The committee started out by asking me two questions about someone who wasn’t in the meeting. I thought this strange, but decided to answer. The questioning continued and I thought all in all it was going rather well. At one point someone asked me something I didn’t know, so I simply said, “I don’t know.” I figured honesty was better than BSing my way through a non-answer.

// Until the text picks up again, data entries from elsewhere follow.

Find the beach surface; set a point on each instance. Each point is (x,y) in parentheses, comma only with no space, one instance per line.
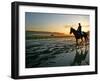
(54,52)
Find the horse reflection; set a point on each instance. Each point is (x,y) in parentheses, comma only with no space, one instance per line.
(80,56)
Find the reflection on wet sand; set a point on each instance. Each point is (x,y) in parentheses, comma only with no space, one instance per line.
(80,56)
(55,52)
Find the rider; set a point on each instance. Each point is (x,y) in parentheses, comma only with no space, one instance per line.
(79,29)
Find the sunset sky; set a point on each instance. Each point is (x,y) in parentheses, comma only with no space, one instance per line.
(52,22)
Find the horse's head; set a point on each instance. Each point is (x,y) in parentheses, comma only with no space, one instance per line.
(71,30)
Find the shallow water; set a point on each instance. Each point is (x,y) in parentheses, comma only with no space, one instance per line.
(54,52)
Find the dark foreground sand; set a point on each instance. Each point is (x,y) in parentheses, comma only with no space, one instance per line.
(55,52)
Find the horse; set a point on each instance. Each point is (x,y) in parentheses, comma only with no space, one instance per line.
(78,35)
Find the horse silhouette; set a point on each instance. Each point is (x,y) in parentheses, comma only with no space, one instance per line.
(78,35)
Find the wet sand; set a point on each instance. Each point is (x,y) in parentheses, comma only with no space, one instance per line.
(54,52)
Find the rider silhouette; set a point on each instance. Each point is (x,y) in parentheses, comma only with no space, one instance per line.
(79,28)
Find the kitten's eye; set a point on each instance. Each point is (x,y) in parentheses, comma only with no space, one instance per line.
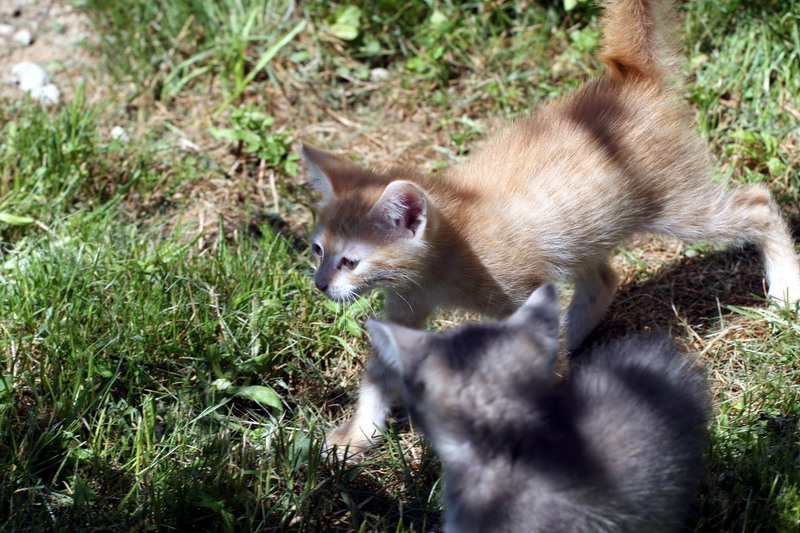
(349,264)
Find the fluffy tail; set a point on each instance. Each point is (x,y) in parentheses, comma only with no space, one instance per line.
(639,41)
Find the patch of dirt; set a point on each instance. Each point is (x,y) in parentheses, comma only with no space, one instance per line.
(60,35)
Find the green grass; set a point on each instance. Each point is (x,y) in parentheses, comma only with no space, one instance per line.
(164,369)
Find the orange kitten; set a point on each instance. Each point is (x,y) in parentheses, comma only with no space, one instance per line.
(549,198)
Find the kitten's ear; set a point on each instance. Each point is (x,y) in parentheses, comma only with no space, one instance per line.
(402,209)
(395,345)
(324,169)
(540,312)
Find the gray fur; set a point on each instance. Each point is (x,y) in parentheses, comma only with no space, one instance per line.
(616,446)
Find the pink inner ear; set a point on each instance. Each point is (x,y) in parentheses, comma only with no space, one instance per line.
(411,212)
(402,208)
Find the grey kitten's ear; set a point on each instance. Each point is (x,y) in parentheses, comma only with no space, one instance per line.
(540,311)
(395,345)
(402,209)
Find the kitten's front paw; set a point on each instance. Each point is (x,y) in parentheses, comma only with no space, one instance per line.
(349,441)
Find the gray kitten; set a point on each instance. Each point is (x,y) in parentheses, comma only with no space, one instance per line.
(616,446)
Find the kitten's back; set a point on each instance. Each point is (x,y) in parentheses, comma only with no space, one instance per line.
(642,408)
(619,449)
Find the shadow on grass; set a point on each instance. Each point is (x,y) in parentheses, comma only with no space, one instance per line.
(752,480)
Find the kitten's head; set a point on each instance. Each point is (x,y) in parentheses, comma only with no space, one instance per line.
(371,230)
(462,384)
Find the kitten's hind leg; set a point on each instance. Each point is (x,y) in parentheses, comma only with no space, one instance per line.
(746,215)
(594,290)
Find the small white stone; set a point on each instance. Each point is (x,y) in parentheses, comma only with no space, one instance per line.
(48,94)
(23,37)
(378,74)
(33,79)
(186,144)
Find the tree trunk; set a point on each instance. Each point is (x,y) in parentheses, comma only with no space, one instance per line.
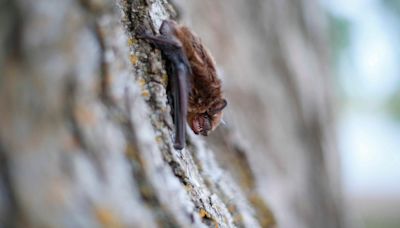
(86,130)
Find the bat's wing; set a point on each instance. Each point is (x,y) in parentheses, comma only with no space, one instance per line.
(179,89)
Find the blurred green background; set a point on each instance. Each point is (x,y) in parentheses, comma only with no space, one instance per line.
(366,57)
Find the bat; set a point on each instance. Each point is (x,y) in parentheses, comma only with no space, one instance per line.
(194,84)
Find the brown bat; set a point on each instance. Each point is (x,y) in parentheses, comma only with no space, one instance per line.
(194,84)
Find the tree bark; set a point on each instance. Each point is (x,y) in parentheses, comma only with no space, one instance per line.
(86,130)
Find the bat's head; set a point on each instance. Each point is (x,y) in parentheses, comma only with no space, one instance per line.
(203,123)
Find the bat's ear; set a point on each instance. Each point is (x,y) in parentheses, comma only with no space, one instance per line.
(217,107)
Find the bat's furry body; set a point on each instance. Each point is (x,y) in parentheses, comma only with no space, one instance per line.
(195,87)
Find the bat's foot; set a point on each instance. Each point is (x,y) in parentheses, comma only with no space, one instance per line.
(141,32)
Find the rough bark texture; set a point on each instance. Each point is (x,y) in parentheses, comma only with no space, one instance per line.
(86,131)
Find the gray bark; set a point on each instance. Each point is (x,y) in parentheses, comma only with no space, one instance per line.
(86,131)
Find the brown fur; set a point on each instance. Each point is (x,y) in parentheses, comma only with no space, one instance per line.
(205,85)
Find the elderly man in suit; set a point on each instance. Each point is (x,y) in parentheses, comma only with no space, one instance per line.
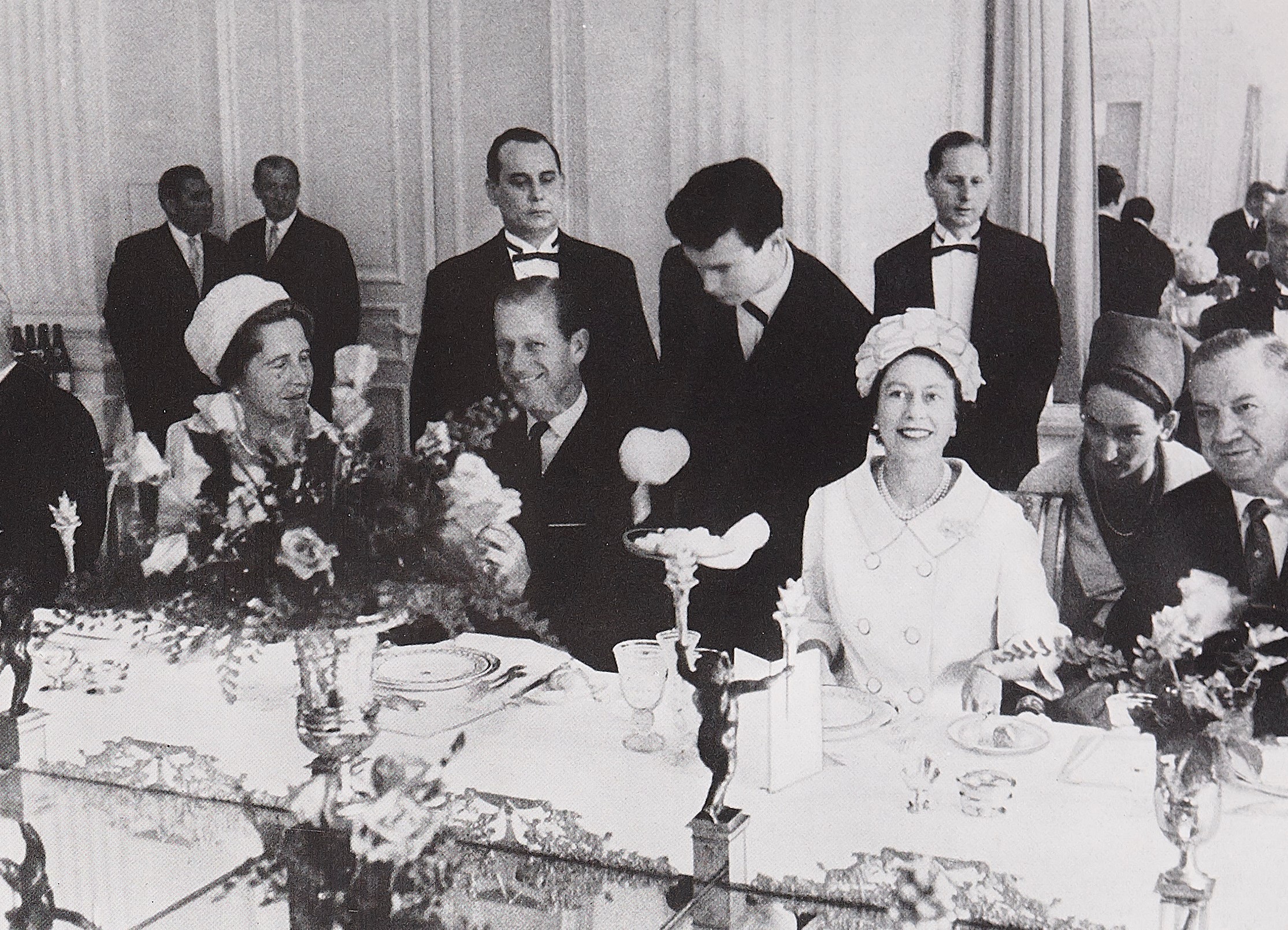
(1239,237)
(759,340)
(1265,307)
(310,259)
(562,455)
(1232,521)
(994,284)
(455,360)
(155,284)
(48,447)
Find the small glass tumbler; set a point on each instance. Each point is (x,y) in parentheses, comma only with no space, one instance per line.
(986,793)
(642,671)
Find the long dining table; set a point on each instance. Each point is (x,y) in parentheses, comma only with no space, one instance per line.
(1078,835)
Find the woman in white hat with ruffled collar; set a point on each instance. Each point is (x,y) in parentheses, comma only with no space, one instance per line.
(918,570)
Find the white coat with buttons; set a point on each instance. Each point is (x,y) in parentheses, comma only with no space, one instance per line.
(915,603)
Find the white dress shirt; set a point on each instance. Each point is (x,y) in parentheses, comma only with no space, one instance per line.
(283,226)
(182,240)
(750,330)
(1277,522)
(533,267)
(561,425)
(953,275)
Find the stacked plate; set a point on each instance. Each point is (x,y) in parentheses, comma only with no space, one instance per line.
(419,669)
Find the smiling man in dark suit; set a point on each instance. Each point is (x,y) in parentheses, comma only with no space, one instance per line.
(455,359)
(1239,236)
(994,284)
(562,456)
(758,343)
(1233,521)
(156,281)
(310,259)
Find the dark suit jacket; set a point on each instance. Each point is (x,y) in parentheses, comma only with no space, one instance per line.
(1198,527)
(151,298)
(1015,326)
(1232,240)
(584,581)
(48,445)
(1252,310)
(456,356)
(314,266)
(766,432)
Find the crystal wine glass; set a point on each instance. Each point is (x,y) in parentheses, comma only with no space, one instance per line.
(642,669)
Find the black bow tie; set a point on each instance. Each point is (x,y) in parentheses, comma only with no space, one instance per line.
(532,256)
(955,248)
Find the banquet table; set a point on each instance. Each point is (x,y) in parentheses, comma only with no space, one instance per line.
(1080,834)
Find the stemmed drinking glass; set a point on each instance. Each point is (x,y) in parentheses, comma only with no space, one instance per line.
(642,669)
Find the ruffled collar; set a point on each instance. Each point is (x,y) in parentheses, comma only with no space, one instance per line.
(938,530)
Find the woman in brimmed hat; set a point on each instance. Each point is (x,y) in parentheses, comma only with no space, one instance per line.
(919,571)
(1126,462)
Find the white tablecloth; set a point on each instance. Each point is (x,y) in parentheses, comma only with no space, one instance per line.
(1093,847)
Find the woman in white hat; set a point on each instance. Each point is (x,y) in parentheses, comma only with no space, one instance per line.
(923,576)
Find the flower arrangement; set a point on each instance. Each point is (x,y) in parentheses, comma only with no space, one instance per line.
(314,539)
(1196,679)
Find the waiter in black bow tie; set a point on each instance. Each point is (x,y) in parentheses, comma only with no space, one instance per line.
(994,284)
(456,357)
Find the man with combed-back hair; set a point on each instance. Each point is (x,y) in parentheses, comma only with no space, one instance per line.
(996,285)
(156,281)
(1230,522)
(456,361)
(758,340)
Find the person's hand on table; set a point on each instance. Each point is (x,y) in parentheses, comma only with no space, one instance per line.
(508,558)
(982,692)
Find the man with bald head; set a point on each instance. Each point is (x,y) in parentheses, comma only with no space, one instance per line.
(1263,308)
(310,259)
(1232,522)
(48,447)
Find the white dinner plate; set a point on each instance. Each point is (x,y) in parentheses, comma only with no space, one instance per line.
(433,668)
(848,712)
(997,736)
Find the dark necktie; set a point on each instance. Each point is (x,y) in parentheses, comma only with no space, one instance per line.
(539,429)
(756,313)
(1259,554)
(955,248)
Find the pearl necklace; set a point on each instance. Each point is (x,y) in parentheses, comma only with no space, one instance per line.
(907,516)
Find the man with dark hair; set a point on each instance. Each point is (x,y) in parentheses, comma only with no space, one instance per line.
(1263,308)
(48,447)
(1239,237)
(562,456)
(1111,233)
(759,342)
(156,281)
(994,284)
(1149,263)
(310,259)
(1232,521)
(455,359)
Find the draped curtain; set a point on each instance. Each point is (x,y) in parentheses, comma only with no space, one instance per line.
(1044,155)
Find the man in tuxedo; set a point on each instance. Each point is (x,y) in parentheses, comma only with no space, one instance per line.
(994,284)
(310,259)
(758,344)
(562,456)
(1109,194)
(455,359)
(155,284)
(1232,521)
(1264,307)
(48,447)
(1239,239)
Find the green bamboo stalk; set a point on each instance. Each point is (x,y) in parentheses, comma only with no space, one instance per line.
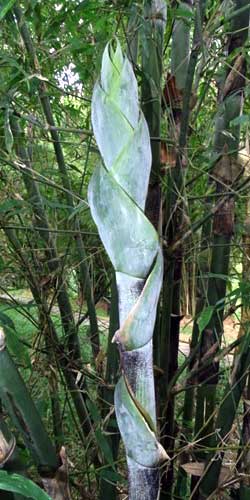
(117,195)
(84,277)
(230,105)
(183,64)
(108,489)
(182,484)
(225,418)
(62,357)
(41,220)
(152,36)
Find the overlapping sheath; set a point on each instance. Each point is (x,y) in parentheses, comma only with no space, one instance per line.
(117,194)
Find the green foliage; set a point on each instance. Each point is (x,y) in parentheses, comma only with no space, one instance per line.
(21,485)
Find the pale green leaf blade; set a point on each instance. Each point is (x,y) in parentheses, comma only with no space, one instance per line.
(132,249)
(21,485)
(140,441)
(137,329)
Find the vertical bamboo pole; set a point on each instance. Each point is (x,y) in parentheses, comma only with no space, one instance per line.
(230,105)
(117,195)
(84,277)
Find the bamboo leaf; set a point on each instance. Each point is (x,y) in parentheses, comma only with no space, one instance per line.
(140,441)
(205,317)
(138,327)
(21,485)
(138,239)
(5,7)
(197,469)
(7,132)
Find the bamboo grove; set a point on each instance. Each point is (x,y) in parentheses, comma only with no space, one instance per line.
(125,246)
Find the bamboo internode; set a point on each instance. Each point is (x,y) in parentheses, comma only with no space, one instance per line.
(117,194)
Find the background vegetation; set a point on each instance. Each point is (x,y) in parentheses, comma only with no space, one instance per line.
(58,297)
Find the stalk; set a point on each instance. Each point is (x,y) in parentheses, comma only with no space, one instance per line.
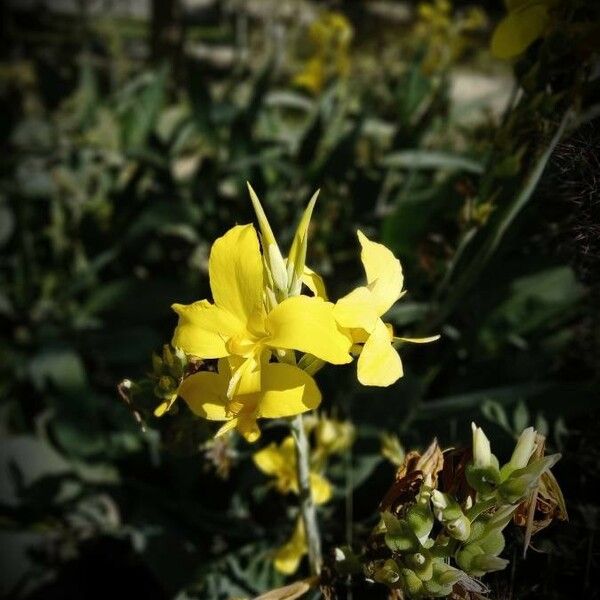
(307,505)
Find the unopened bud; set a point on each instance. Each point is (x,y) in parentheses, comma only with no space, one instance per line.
(482,453)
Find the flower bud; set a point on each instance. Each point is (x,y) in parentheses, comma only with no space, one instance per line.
(412,583)
(482,453)
(399,536)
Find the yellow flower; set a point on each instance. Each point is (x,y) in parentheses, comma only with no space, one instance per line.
(361,311)
(253,321)
(287,558)
(330,36)
(526,21)
(280,462)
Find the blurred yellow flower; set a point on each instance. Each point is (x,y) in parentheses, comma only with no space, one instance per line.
(526,21)
(330,36)
(279,461)
(361,311)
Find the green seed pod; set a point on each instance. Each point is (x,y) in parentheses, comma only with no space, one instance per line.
(521,481)
(459,529)
(420,517)
(388,573)
(483,479)
(448,511)
(486,563)
(421,563)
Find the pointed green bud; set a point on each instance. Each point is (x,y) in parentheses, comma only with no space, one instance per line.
(411,583)
(522,452)
(271,251)
(297,254)
(421,563)
(420,517)
(482,453)
(521,481)
(484,563)
(388,574)
(448,511)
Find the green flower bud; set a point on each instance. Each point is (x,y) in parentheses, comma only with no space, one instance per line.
(399,536)
(459,529)
(422,564)
(388,574)
(411,583)
(448,511)
(524,449)
(420,517)
(482,453)
(485,563)
(443,580)
(521,481)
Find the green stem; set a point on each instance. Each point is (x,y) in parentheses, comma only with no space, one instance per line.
(307,505)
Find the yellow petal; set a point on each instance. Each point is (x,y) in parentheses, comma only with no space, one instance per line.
(379,363)
(206,395)
(286,391)
(297,254)
(321,488)
(358,309)
(269,460)
(432,338)
(248,427)
(307,324)
(288,557)
(204,329)
(314,282)
(236,272)
(518,30)
(384,273)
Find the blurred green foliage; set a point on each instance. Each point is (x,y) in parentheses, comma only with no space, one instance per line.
(115,178)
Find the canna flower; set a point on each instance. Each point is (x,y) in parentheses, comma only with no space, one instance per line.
(258,316)
(330,37)
(361,310)
(526,21)
(280,462)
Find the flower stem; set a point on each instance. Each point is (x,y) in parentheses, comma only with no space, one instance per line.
(307,505)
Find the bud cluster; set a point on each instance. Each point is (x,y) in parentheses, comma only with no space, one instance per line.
(168,370)
(436,538)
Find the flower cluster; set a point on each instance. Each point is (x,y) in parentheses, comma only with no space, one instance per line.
(446,35)
(440,530)
(330,36)
(253,351)
(526,21)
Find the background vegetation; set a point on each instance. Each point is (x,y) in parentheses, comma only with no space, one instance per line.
(126,145)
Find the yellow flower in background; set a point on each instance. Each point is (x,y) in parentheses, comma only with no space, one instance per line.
(332,437)
(258,315)
(445,35)
(330,36)
(279,461)
(526,21)
(361,311)
(287,558)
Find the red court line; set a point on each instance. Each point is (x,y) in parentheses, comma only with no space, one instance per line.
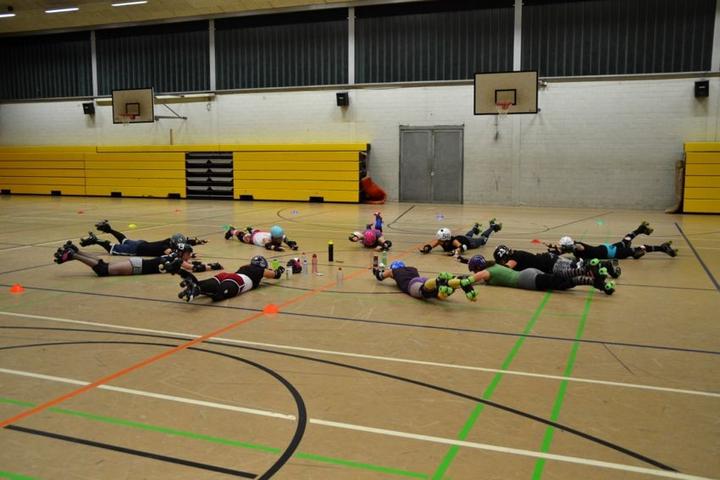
(155,358)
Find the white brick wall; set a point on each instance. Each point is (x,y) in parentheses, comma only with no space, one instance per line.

When they called me back into the room I was shocked to find out that they were not going to offer me candidacy. They considered me inauthentic, poetical and seething with an undercurrent of anger. I looked around the room, not sure who in the room they might be talking about.

The odd thing about these declarations was the fact that only two people out of ten at the table were looking at me while they were being read. The man who was reading them to me, he was looking at me, and a young black woman two seats from my left was able to make contact with me from time to time. The others sat with their eyes cast into their laps. They honestly seemed ashamed.

When the meeting was over I walked around and shook each person’s hand. I thanked the two who had been able to look me in the eyes for being able to do that, and yes, I thanked them loud enough for the others to hear.

The upshot of all this is much to my surprise the Regional Subcommittee on Candidacy had handed me a fortunate blessing in disguise. “Could be good news, could be bad news.” And like Jacob in the Hebrew Bible lesson this morning, I have wrestled with men, I have wrestled with God, I have wrestled with Satan, also known as my shadow self, and in the process I have been mightily blessed.

They recommended a year’s worth of counseling and told me that I needed to get an authentic view of the UUA since, obviously my view had been tainted by – and these are their words – by being paid more than over half the members of the RSCC had ever been paid and by serving the third largest congregation in our region – a congregation larger than most of them had ever served.

My mother told me that when God closes a door he opens a window. My mom had a tendency to get those sayings confused. But I knew what she meant. The window that’s been opened for me will be gently stepped through rather than jumped out of.

It is a privilege to serve this congregation as your shepherd and it looks very much like I will return to more familiar pastures where the majority of the sheep look to the great Shepherd. And, you know what, that’s just fine by me.